Although both the results of our study and those of Stoppe et al. [37] might be surprising at first, it has to be taken into account that especially the DEGAM guideline recommends a cautious and responsible handling of anti-dementia drugs in dementia patients and thus the results are in line with both the guidelines and the experience of the family physicians [25]. In Parkinson's disease, only one of 42 patients was mainly treated with rivastigmine which is recommended in the neurological guideline [19].

In 2006, a total of 50% of all prescribed anti-dementia drugs in Germany were cholinesterase inhibitors and memantine [13]. The most often prescribed anti-dementia drug in Germany was the cholinesterase inhibitor donepezil with 37% [38], which with a rate of 45% also plays a predominate role in our study. Traditional anti-dementia drugs like ergot alkaloids and piracetam, which are not recommended in the treatment guidelines, have declined in their prescribing rates over in recent years and, with only 6 patients, also play a minor role in our setting.

In our study only 8 out of 148 patients (5.4%) were prescribed both cholinesterase inhibitors and memantines during the study period.
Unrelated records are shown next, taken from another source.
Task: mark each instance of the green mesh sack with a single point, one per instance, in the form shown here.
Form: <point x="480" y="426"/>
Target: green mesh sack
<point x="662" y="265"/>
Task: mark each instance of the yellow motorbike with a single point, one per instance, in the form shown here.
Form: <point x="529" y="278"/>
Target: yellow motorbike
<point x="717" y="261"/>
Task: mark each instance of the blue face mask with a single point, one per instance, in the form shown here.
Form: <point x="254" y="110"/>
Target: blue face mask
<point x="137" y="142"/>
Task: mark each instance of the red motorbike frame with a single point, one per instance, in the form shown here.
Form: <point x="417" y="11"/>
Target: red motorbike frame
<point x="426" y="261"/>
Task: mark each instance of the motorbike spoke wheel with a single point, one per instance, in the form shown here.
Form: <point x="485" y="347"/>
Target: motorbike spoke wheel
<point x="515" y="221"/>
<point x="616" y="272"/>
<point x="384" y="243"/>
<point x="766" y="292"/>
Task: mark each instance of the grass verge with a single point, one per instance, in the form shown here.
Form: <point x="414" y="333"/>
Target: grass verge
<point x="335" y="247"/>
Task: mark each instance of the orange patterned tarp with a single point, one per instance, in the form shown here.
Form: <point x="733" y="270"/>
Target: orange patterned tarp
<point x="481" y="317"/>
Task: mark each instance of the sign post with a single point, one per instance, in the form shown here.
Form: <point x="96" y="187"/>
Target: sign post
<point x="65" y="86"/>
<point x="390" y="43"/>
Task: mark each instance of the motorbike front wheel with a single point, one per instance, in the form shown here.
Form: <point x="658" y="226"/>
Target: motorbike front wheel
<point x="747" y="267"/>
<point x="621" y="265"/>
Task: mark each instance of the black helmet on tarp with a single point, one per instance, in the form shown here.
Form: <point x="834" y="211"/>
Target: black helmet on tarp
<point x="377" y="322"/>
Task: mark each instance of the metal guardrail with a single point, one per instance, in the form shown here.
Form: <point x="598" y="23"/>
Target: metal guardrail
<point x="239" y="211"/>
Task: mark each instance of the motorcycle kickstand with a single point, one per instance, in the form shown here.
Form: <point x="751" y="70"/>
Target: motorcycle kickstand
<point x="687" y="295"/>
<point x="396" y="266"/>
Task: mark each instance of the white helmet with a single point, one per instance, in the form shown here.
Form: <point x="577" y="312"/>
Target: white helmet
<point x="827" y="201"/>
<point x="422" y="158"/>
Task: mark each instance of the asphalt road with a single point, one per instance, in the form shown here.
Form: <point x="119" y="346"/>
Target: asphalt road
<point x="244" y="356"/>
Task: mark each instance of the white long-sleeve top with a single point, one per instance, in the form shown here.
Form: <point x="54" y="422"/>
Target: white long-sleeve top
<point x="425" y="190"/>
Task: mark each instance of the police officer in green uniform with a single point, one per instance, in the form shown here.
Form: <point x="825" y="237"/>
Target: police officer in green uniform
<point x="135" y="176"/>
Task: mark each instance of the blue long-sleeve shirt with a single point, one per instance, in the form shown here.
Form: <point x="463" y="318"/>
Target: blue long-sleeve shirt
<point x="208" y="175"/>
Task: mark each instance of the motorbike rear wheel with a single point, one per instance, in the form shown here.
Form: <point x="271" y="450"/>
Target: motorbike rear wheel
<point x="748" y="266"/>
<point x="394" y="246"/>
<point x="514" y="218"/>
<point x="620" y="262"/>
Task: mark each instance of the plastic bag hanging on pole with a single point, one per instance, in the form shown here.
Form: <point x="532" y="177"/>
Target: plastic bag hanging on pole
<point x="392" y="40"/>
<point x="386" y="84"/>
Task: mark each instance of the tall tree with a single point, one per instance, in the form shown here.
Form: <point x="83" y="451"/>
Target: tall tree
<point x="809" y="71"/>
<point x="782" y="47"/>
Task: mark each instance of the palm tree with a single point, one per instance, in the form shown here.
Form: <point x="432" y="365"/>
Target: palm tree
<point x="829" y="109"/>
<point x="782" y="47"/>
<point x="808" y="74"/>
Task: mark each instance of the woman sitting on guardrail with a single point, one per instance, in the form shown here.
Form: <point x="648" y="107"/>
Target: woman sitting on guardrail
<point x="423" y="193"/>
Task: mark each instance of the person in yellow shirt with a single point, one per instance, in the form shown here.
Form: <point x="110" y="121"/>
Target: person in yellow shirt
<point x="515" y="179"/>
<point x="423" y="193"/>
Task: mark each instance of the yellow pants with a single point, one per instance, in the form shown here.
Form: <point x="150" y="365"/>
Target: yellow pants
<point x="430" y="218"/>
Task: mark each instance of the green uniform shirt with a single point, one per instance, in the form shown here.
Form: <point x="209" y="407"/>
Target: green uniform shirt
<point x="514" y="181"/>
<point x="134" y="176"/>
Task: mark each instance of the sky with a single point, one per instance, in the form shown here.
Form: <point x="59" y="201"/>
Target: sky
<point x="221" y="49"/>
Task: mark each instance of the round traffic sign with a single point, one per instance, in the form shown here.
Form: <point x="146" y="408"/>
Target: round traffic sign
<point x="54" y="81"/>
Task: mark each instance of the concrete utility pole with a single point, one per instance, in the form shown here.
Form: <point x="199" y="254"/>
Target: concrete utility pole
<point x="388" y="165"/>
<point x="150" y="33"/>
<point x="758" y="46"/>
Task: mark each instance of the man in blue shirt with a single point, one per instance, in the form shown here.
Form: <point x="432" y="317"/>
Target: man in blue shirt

This is comparable to Hoffmann et al. who found only one anti-dementia drug in over 90% of his patients and Truter who only reported 5.3% of patients that were prescribed more than one active ingredient for Alzheimer's disease during one year (mostly donepezil or galantamine, and memantine) [38,39], whereas Formiga found combined therapy of cholinesterase inhibitors in 15.5% of patients [35]. While the DEGAM guideline disapproves combination therapies due to their low level of evidence, the DGN/DGPPN guideline refers to 2 RCTs and claims that an add-on therapy might be considered [18,19]. However, it has to be noted that in our study concomitant treatment with two drugs may also be a result of the course of therapy and might not reflect a factual combination therapy.

Factors related to any anti-dementia drug therapy

According to Formiga, lower Barthel Index scores predict fewer prescriptions of pharmcological therapy in Alzheimer's disease [40]. Other factors like patient age, gender, co-morbidity, neuroleptic and antidepressant therapy, and hospital admission in the previous year show no significance after adjusting the multivariate logistic regression model.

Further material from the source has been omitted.